Man kommt nun zu der Kirche San Michele Arcangelo
aus dem Jahre 1371, die 1614-20 umgebaut und stark
verändert wurde.
An ihrem Portal steht eine Statue des Heiligen aus
dem 15. Jh. Der Kampanile, der sogenannte San Michele
Turm, ist wahrscheinlichnormannischen Ursprungs. Im
Inneren der Kirche steht ein reich verzierter Chor
aus dem 18. Jh. Und zwei Basreliefs aus Marmor aus
dem 16. Jh.
Von der Via Amato geht man am Amato-Palast vorbei
und kommt in die Via del Castello, wo das Luna-Kastell
steht, das Guiglielmo Peralta von 1393-98 er richten
ließ. Leider ist heute nur noch die Festungsmauer
und ein einziger Turm erhalten geblieben.
Wenn man weiter durch die Via del Castello geht, kann
man die Ruine des normannischen Kastells, des sogenannten
Alten Kastells besichtigen. Rechts liegt dann die
Normannenkirche San Nicola della Latina aus dem 12.
Jh. Sie wurde von der Herzogin Giulietta, einer Tochter
von Roger I., gegründet. An ihrer Fassade, einem
schmalen Rahmen, steht ein Portal mit drei Monophoren.
Das Innere hat die Form eines lateinischen Kreuzes.
Es sind noch Resteeiniger Fresken im byzantinischen
Stil sichtbar.
In der Nähe der San Nicolò La Latina-Kirche
befindet sich die Santa Caterina-Kirche. Sie wurde
im 15. Jh. gegründet und 1796 wieder aufgebaut.
Von hier aus kommt man zu der Gino-Gasse, wo der Ventimiglia-Palast
aus dem 15. Jh. steht. Gut zu erreichen ist ebenfalls
die Piazza del Purgatorio mit der gleichnamigen Kirche.
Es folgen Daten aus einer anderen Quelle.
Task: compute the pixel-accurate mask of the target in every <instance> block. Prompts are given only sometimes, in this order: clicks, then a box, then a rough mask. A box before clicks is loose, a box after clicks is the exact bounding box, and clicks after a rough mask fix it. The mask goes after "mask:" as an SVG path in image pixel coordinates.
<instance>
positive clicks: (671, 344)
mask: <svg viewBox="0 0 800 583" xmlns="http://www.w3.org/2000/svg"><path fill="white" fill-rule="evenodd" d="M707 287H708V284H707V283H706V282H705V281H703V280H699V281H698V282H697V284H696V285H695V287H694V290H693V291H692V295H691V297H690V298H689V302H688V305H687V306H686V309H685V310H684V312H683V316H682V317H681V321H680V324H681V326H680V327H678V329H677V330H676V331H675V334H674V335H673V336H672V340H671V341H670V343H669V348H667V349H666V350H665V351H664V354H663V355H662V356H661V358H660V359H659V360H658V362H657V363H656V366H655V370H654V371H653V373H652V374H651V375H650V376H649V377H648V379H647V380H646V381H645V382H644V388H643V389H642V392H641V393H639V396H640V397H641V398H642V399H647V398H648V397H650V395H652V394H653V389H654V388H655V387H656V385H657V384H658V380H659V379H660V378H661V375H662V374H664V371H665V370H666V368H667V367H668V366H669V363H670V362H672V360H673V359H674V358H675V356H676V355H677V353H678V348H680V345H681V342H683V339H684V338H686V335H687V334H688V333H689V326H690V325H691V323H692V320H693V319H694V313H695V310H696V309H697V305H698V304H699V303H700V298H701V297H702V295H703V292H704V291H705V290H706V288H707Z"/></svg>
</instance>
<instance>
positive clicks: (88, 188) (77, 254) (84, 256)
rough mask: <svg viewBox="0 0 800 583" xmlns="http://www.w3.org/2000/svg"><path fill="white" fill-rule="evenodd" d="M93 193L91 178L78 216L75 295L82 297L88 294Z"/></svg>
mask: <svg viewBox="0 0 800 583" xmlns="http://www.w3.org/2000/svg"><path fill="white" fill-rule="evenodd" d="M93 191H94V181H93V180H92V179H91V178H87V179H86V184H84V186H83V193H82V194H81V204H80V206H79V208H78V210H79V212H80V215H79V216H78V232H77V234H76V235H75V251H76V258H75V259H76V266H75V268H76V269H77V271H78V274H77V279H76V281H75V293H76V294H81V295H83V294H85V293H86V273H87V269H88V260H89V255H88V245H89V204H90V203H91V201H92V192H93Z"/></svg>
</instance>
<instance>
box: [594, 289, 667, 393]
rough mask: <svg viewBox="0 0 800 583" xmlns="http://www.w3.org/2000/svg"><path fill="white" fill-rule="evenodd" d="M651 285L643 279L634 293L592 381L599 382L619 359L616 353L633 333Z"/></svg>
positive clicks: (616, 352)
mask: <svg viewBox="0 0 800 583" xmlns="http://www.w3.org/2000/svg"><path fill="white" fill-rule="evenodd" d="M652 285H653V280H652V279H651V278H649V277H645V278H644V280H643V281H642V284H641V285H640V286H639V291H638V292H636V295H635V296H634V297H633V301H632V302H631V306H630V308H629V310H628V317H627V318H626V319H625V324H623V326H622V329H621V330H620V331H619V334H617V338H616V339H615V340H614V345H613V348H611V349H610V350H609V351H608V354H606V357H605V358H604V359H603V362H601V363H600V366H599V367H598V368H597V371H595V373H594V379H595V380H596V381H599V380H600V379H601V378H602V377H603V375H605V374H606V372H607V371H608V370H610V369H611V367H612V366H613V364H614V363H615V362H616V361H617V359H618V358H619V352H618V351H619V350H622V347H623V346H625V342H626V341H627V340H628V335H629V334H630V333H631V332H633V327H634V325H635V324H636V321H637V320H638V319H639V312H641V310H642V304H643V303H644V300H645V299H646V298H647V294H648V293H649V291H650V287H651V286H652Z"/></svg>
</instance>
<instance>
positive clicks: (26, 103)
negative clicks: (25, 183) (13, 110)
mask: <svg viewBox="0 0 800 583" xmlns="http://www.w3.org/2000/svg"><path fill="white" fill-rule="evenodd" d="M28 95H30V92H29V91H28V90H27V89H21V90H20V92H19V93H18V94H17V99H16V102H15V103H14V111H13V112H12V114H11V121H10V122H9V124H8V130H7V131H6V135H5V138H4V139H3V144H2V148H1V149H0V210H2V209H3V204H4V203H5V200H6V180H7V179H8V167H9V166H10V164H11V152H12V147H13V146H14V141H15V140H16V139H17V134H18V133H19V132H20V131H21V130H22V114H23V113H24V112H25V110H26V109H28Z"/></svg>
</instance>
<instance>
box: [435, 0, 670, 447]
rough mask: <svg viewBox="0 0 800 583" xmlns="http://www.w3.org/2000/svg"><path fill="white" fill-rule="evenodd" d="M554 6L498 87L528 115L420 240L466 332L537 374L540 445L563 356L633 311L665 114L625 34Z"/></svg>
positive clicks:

Auch das in der Via Valverde gelegene Heiligtum der
Santa Maria delle Giummarre, normannischen Ursprungs
mit Gemälden und Fresken von Mariano Rossi und
Engeln von Ignazio Marabitti, ist durchaus sehenswert.
Durch die Viale della Vittoria kehrt man zurück
zu der Piazza Friscia.
Der Bentivegna-Park. Der am Fuße des Monte Kronio,
von Agrigent aus vor Sciacca auf der rechten Seite
gelegene Park oder das Verzauberte Schloß von
Filippo Bentivegna, einem örtlichen, im Jahre
1967 verstorbenen Künstler, ist sicherlich sehenswert.
Es ist ein großes Grundstück mit vielen
Bäumen, zwischen denen in Stein gehauene oder
in die Baumrinden geritzte Masken stehen.
Hunderte von Gesichtern blicken den Besucher an, was
bei Manchem sicherlich eine gewisse Unruhe hervorruft
bei anderen nur Bewunderung.
Fähige Kritiker und Mitbürger von Bentivegna
waren sich des hohen Wertes dieser Art von spontanen
Kunst durchaus bewußt.
Leider ist bei späteren Restaurierungsarbeiten
die ursprüngliche Anordnung der Gesichter gestört
worden, wodurch ihr Zauber erheblich verringert wurde.